Many high school locker rooms are decorated for the sports they serve. My tennis locker room is no exception.
Our decorations include tennis art in addition to a year round Christmas tree, a pinata named Paul, and an inspirational quote by Taras Brown:
“Hard work beats talent when talent fails to work hard,” it says. I read that quote every day.
I’m a firm and proud believer in hard work, and so is my tennis coach. He often reminds us that we’re the hardest working team in our district, even if we’re not the most talented. He typically says this while making us work out in the heat of the Texas sun.
That hard work definitely pays off, because even when my opponent has strokes like Roger Federer, if she can’t work hard, her talent is a waste. Life involves a lot of endurance, and if you don’t have the willpower, it’ll probably be a little harder on you than you’d like.
It is true that people with naturally born talents are here to bless us in this life. Talents are a way God shows Himself through us. But in the end, He cares much more about what we do with what we were given.
I have known people born with amazing talents, and often they do excel, but not as well as they could. I have a friend who is naturally talented in both tennis and academics. However, in her free time, she doesn’t practice or study. It’s interesting, because she could easily be in the top ten of her class and #1 on her team. As it sits, she is rather average in both and also quite unhappy in her life. I’ve found that not only does hard work help me to succeed, it also gives me a measure of happiness and peace.
It’s heartbreaking to see people settle for good, when with just some extra studying or practice, they could easily reach great.
Don’t get me wrong. I love and support talents; such as the ability to play violin, or to speak eloquently, or to dance well. But all the greatest people in history that had outstanding talents held one other thing in common: they worked as hard as they could.
There is certainly something divine about the ability to persevere. People who are “tough as nails” or “live by the sweat of their brow” have a special kind of talent. This isn’t the kind of talent you can watch videos about on Youtube.

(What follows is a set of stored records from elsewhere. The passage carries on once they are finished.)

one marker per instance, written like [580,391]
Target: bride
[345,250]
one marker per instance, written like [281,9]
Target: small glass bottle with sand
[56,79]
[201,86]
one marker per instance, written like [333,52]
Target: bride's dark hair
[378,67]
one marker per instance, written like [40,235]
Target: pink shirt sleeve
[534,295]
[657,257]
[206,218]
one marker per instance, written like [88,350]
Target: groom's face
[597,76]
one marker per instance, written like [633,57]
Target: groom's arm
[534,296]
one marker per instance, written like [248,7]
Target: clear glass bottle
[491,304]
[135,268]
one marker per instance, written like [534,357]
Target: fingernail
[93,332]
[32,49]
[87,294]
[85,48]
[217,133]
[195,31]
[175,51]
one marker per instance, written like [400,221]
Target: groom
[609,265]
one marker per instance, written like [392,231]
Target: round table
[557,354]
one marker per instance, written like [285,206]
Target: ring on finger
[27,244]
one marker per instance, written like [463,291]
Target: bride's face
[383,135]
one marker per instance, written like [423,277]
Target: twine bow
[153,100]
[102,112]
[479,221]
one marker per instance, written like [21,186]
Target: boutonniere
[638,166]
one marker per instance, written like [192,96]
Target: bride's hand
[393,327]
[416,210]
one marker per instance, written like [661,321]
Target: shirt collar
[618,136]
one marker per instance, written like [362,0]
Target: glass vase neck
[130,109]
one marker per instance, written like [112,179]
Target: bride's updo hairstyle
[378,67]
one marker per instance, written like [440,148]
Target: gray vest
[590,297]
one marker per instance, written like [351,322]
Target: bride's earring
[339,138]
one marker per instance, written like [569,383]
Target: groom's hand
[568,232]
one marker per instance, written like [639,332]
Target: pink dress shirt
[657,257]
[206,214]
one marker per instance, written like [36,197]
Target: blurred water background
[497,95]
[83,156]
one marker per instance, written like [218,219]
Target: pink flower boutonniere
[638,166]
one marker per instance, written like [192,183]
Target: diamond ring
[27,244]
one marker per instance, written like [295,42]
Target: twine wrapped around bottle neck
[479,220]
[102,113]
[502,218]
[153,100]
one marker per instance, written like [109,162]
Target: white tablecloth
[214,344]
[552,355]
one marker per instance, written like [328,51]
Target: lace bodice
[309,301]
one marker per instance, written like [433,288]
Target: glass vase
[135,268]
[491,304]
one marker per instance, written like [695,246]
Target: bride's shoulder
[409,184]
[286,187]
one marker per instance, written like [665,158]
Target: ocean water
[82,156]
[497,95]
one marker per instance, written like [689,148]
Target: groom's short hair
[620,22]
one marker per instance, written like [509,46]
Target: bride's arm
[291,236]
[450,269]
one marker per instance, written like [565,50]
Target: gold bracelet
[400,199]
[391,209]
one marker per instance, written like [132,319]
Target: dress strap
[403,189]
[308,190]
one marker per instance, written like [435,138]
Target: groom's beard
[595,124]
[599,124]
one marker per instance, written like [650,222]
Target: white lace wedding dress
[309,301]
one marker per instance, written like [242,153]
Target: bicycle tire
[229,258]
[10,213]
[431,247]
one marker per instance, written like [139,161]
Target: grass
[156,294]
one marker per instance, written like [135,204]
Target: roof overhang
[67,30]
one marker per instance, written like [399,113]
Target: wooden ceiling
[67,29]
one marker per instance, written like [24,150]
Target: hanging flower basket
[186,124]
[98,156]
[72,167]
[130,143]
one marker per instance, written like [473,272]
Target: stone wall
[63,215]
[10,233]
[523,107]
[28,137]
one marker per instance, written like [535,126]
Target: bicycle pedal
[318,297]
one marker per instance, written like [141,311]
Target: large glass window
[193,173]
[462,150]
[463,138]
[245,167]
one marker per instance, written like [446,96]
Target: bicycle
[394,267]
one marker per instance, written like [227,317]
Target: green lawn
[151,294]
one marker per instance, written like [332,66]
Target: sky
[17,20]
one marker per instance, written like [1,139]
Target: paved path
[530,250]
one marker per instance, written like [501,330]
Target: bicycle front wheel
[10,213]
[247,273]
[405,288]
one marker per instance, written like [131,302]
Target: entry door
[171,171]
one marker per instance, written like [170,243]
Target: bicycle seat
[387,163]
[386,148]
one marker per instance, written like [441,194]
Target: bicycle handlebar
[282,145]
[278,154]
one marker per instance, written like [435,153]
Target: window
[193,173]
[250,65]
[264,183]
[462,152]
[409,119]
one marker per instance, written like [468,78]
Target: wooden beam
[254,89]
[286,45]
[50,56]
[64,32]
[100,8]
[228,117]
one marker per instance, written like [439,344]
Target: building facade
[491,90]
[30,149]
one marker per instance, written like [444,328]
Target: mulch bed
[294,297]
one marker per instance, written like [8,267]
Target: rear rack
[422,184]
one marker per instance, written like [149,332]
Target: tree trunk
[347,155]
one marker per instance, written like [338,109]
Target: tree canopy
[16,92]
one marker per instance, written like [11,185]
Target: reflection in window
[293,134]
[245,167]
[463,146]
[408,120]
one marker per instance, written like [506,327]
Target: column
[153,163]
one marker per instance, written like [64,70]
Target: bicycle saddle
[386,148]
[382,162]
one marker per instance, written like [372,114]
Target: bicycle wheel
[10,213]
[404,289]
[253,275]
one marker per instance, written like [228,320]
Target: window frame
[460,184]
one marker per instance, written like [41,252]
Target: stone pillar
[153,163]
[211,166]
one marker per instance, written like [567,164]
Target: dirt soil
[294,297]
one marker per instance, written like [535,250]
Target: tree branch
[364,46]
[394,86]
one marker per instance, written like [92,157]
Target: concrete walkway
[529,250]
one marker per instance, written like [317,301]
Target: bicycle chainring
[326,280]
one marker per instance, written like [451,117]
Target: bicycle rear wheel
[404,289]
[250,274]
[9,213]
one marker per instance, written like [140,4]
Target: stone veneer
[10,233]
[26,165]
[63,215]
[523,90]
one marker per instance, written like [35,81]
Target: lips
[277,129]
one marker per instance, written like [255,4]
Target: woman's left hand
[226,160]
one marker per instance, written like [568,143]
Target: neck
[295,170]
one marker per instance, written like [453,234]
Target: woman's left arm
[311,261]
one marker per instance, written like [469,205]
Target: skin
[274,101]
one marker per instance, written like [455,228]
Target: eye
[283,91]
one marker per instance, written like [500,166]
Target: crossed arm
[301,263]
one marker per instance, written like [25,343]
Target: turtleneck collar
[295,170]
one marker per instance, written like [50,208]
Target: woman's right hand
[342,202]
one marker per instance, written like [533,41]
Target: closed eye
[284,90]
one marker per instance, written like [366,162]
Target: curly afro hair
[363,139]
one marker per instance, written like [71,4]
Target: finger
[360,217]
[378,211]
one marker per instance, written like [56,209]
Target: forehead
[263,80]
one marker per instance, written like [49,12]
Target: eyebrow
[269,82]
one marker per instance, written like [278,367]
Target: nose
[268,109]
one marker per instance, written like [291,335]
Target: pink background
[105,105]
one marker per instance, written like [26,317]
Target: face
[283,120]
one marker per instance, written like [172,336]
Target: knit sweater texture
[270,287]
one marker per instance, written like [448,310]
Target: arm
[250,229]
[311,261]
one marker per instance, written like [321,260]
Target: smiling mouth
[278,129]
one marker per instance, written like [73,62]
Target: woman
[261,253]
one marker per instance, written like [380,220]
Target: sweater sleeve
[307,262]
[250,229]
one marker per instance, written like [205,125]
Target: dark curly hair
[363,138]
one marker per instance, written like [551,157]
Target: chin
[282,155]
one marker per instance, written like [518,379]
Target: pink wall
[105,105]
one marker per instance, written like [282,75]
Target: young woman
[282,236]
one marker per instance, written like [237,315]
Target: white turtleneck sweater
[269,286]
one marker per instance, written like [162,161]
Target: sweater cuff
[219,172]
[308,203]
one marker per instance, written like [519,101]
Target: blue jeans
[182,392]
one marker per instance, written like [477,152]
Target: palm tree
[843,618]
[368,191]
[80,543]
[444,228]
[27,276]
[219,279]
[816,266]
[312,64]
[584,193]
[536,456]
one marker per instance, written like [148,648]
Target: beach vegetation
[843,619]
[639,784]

This kind of talent is called willpower.
My father once told us, “As long as you’re walking around on this planet, you might as well put everything you’ve got into it.”
I love playing the piano. Truth be told, I’m not very talented. Now that I’m in high school and have no time for lessons, however, I find myself playing every day. It takes me a lot of practice to get a song down. I’m not much of a sight-reader. I spend weeks preparing accompaniment when I perform with my sister on violin. But I still love it. I don’t mind working harder, when I know the end result will be beautiful. Who cares if it takes me longer to get there?
Currently, AP Physics class is one of the places where my ability to work hard is paying off. My physics teacher knows we are mostly relying on work over talent, and has all four walls of his classroom covered in inspirational quotes.
One of these is simple, but illustrates an ideal we can use to our advantage in life: “It isn’t what happens to you. It’s what you make of it.”
In the final judgement, what the Lord is going to take into account most is your actions. He doesn’t judge you by what talents you were given. What matters is what you do with them, and how you prove yourself.
After all, the only thing that is truly ours is our agency, so the best way we can use it is to work hard.